John and I dined with Catherine and Marika most evenings, where we discussed the day's events and the news from Isaac. One evening in late July, John made a surprise suggestion.

"I've been thinking that I should like to take Anna and the children to her family's farm as we used to do almost every summer. It's been over three years since we were there last, and Alexios and Adrian have never been. I think we could all use a holiday, don't you, Anna?"

Catherine put down her fork.

I stared at John, almost not understanding what he said.

"John, you have responsibilities as regent. Isaac wants you here." I asked.

"It's summer, and as I said, we've had no holiday in years. Catherine, don't you think you can handle most of the palace business while we are gone? You'll have Psellus to advise you, and I won't be gone long."

Catherine's eyes narrowed as she raised an eyebrow at John.

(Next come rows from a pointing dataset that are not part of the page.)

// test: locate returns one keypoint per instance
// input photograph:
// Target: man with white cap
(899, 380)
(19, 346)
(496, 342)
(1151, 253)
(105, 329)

"John, Isaac expects you to be here at the palace the entire time he's gone," Catherine said.

"Yes, but things are slow now it's the hottest time of the year, people leaving the city. Of course, if you need me, you can send for me and I'll come immediately. I don't think Isaac would expect us to stay cooped up in the palace the whole time he was gone."

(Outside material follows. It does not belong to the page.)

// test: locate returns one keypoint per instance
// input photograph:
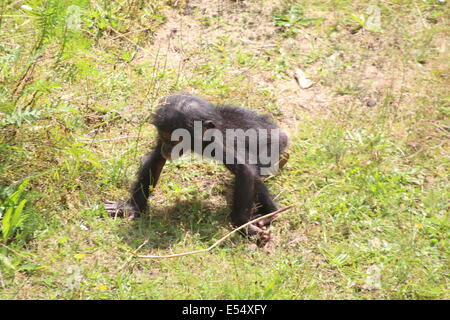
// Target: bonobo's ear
(209, 124)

Given the distance between the farm and the city, "immediately" could mean four or five days. John was right that palace business had diminished, but I doubted that Isaac expected us to decamp for the farm in his absence.

John's face had a stubborn, pleading look on it, almost as though he would go with or without Catherine's agreement.

Catherine pursed her mouth as she mulled over his words. It was clear she was unhappy with John's request. Finally, she said, "If you insist, I think we will be fine in your absence. I insist that a messenger be sent daily with dispatches, and you will return within three weeks."

John's face suddenly looked the happiest I had seen in many months.

"Thank you, Catherine. We'll be back in three weeks. You can depend on it."